More bread and a couple of sips of the still hot soup were enjoyed.
“A free market operates by individual traders doing what seems best
for themselves without having to take into account artificial restrictions,
limitations, and controls. Gravity is a restriction on us all, sadly,” he
said glancing down at the bulk of his midsection. “But it’s not
an artificial restriction. The enforcement of laws controlling trade is an
artificial restriction. A monopoly is an artificial restriction. Taxes are
an artificial restriction. In a free market the only thing one must take into
account is one’s own best interests. One can give when one decides it
is best and keep when one decides that is best.”
“Take the role of a producer in our economy. You provide work of some
sort. Who is able to buy your work?”
“Everyone who has money to spend,” Niall said.
“No,” Clayton said. “People with money to spend can’t
give it to you. It’s the Payers who can give you money.”
Niall felt a little hot in the cheeks.
The instructor said, “So only the Payers can give you money?”
“Of course. Niall just isn’t used to our money quite yet. He’s
only been in the country for about 6 months.” Oscar said, leaning over
to punch Niall gently on the shoulder.
“Does that mean that there is only one buyer for your work?”
“No,” Leyden said, “any of the Payers can pay you for your
work. There are millions of Payers.”
“So we have millions of Payers who buy work and millions of producers
who sell their work. Are the Payers controlled or artificially restricted in
what they buy or what they pay for it? This is a crucial question, so consider
it carefully.”
The class respectfully was quiet for a while which gave Mr. Sharpe an opportunity
to devote more attention to his soup which still needed cooling.

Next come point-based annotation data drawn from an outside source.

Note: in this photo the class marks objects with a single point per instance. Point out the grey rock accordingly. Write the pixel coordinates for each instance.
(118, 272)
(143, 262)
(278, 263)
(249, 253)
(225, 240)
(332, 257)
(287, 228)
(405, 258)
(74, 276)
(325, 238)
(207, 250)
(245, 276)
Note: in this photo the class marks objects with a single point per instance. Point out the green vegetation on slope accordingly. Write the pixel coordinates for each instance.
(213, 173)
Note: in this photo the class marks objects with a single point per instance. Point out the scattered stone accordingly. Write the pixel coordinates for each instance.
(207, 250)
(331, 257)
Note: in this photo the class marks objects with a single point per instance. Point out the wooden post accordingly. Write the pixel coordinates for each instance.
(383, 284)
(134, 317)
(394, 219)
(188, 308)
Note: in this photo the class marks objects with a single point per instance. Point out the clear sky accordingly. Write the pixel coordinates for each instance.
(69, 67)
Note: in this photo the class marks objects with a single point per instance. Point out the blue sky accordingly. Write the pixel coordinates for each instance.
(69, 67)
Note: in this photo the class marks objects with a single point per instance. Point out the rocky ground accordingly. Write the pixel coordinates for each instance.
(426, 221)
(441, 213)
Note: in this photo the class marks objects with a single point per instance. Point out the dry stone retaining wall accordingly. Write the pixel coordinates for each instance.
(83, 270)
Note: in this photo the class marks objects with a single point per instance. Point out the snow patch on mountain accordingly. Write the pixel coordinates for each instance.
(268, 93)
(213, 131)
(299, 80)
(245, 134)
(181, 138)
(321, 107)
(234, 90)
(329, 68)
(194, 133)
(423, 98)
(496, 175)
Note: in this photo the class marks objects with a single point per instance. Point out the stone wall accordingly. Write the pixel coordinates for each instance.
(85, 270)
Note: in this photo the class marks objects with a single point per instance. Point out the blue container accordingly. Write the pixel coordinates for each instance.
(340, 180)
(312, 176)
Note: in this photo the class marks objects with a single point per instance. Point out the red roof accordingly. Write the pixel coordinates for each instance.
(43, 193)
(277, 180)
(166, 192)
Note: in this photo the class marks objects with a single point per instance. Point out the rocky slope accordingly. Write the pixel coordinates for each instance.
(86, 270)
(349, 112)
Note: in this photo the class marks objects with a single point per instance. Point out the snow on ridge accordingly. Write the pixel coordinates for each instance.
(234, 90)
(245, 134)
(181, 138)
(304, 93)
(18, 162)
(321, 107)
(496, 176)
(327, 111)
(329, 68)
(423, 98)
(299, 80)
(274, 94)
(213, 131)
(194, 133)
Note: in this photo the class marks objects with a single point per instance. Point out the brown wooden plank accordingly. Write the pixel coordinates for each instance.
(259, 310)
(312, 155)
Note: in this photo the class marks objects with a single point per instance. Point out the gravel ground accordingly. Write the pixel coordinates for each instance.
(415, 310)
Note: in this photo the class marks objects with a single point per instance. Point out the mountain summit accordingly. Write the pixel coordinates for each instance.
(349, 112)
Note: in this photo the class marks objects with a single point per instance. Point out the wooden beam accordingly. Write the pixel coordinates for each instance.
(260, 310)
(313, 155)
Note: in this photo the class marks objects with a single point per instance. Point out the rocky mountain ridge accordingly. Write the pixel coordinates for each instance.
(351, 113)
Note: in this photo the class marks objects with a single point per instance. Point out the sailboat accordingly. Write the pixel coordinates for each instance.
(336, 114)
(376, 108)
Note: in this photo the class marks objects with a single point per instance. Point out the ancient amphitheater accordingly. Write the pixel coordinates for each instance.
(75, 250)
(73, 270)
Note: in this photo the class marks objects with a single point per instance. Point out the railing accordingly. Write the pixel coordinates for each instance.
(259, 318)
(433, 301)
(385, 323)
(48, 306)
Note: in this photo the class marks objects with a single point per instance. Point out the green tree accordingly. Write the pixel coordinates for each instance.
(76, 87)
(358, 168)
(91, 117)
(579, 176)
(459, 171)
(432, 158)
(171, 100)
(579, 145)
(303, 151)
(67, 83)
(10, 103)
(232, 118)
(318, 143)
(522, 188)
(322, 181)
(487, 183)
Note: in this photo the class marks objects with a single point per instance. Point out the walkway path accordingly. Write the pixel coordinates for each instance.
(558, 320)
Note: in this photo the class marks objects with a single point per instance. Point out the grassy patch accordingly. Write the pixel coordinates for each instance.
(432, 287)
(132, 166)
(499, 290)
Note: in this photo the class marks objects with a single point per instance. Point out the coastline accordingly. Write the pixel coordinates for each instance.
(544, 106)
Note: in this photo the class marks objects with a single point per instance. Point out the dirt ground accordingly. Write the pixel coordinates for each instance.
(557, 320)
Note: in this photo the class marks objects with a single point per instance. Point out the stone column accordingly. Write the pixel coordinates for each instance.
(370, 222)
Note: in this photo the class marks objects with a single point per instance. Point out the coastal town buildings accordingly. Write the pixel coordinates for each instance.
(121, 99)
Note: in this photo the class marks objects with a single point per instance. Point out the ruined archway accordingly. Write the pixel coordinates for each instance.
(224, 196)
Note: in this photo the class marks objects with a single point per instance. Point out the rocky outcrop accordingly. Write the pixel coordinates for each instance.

Niall was one of the first to hold up his hand to give an answer.
“I think we just discussed the decisions of the payer organization that
tells the Payers how much they can pay as an organization and what they are
to pay for. Therefore I would say the controls and restrictions are artificial.”
There was a pause and the instructor looked around the room with that one
raised eyebrow. Finally, Natalie said, “OK, I’ll take the other
side. I say that those controls are natural and are part of the market itself.”
The instructor raised his hand and said, “I expect full participation.
You may switch sides of the argument at will, but I want to hear well-reasoned
arguments on both sides. This is how you can show me that you understand the
payer organization and its functioning. Since the organization does make decisions
and since it is a bureaucracy, the burden of proof will be with those who contend
that the controls and restrictions are natural. Who would like to go first?
Natalie?” And he applied himself to what was left of his snack.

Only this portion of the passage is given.